Reproduite comme une conjonction d'élévations, d'empêchements."Penser avec l'herbe" sur les chemins de Deleuze.

lire :
https://culture.univ-lille1.fr/fileadmin/lna/lna60/lna60p34.pdf

Pas de parallélisme mais des sauts d'une ligne à une autre, entre êtres hétérogènes qui brisent les lignes d'une partition, d'une portée musicale et chorégraphique.
"Penser les choses, parmi les choses", faire la ligne, pas "le point".
Ce pré- mouvement, cette marche dramaturgique d'une composition chorégraphique, dans l'immobilité apparente, animée de projection et d'initiation du mouvement.
Un très bel exposé, trop rapide, dense et riche, d'une personnalité humble et modeste au regard de la "fabrique" de la danse.

Au tour de Bruno Bouché de s'exprimer sur "la marche dans la danse académique". Titillé par Mathilde Monnier au bon endroit, le danseur, chorégraphe et directeur du Ballet du Rhin se livre et débusque la marche dans les œuvres du répertoire: le prince Albrecht dans Giselle, les marches d'approche et de positionnement des ballerines sur scène... Une "qualité de marche" singulière, atypique, comme le "langage" de la danse académique, outil de travail à détourner, au présent pour la faire contemporaine.
Dérrida, Guattari comme fers de lance de la réflexion.
"Déconstruction" oblige pour trouver les failles et impacter les traditions: la "marche" pour se préparer à une variation, entrer en scène, sophistication des pas et démarches.
Son expérience de danseur auprès de Pina Bausch au sein de l'Opéra de Paris, lui enseigne la qualité du geste, essentiel, organique, dans les marches en cercle ou simple déplacement signifiant.
Beau témoignage sensible et vécu d'un professionnel averti et bienveillant.
Les "marches" autant baroques que romantiques en toile de fond.
Et Gérard Mayen de revenir dans le débat avec quelques croustillantes anecdotes sur la "marche" d'un danseur dans "le civil".
On reconnait ou pas "un danseur" à sa démarche! Formatée ou simplement acte de se déplacer un pied devant l'autre sans autre forme de procès esthétique et réflexif?

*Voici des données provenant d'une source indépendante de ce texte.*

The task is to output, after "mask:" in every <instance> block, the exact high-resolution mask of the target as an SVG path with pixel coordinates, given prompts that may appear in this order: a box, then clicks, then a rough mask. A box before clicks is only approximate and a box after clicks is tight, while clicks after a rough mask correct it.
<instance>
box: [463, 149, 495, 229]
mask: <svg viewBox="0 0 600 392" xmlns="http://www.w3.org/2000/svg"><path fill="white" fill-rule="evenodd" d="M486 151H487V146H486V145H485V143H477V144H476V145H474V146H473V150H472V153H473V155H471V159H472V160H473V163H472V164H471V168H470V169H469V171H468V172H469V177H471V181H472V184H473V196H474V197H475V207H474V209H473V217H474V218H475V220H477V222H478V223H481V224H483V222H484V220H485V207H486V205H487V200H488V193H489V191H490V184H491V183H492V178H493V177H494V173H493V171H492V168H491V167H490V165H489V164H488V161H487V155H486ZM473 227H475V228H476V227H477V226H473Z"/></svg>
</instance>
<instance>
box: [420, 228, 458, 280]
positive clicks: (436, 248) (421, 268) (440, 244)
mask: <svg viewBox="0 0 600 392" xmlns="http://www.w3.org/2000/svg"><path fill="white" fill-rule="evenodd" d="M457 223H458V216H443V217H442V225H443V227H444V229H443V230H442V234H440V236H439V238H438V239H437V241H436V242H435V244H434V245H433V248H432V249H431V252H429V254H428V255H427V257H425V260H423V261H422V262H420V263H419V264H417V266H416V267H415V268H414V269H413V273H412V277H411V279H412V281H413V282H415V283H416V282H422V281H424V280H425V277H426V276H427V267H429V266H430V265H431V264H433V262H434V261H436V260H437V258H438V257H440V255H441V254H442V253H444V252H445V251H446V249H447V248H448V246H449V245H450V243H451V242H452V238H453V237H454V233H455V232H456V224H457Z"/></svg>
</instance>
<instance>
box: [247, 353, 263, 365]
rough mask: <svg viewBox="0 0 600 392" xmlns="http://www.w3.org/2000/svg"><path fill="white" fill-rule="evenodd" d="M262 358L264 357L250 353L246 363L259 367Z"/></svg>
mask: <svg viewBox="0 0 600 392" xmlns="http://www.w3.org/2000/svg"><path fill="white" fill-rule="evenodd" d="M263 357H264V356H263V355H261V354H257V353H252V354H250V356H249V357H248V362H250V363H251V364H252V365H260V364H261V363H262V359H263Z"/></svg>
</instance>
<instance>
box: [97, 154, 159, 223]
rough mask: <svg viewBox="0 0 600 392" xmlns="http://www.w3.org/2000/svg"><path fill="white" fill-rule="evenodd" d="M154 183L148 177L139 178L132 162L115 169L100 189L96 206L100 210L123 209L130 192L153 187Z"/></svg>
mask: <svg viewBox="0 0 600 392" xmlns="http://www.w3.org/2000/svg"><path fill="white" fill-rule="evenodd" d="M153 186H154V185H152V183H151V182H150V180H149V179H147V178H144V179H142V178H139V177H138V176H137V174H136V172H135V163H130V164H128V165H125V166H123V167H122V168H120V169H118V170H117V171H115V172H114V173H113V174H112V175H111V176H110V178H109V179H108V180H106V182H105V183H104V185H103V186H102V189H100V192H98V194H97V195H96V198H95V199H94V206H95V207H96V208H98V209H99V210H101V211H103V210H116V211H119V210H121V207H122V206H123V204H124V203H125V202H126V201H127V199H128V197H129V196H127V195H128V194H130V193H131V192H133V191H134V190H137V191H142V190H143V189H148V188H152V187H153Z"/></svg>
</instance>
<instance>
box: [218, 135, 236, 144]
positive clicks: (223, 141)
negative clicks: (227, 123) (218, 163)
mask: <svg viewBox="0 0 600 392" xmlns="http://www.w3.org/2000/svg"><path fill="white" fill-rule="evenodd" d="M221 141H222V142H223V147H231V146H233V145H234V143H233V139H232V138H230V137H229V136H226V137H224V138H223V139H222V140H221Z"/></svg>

Quelle belle initiative que de convoquer critique, créateur et acteur du monde de la danse sur cette question prolixe de la technique, de l'écriture et de la réceptivité des propositions multiples des auteurs et chorégraphes d'aujourd'hui...Et d'hier !


Outre des chroniques de presse très régulières, la participation à divers ouvrages collectifs, la conduite de mission d’études, la préparation et la tenue de conférences et séminaires, Gérard Mayen a publié : De marche en danse dans la pièce Déroutes de Mathilde Monnier (L’Harmattan, 2004), Danseurs contemporains du Burkina Faso (L’Harmattan, 2005), Un pas de deux France-Amérique – 30 années d’invention du danseur contemporain au CNDC d’Angers(L’Entretemps, 2014). Le dispositif ARPD (Aide à la Recherche sur le Patrimoine en Danse), piloté par le Centre national de la danse, lui permet de poursuivre une recherche sur Ce que le sida a fait à la danse – Ce que la danse a fait du sida (avec projet de publication).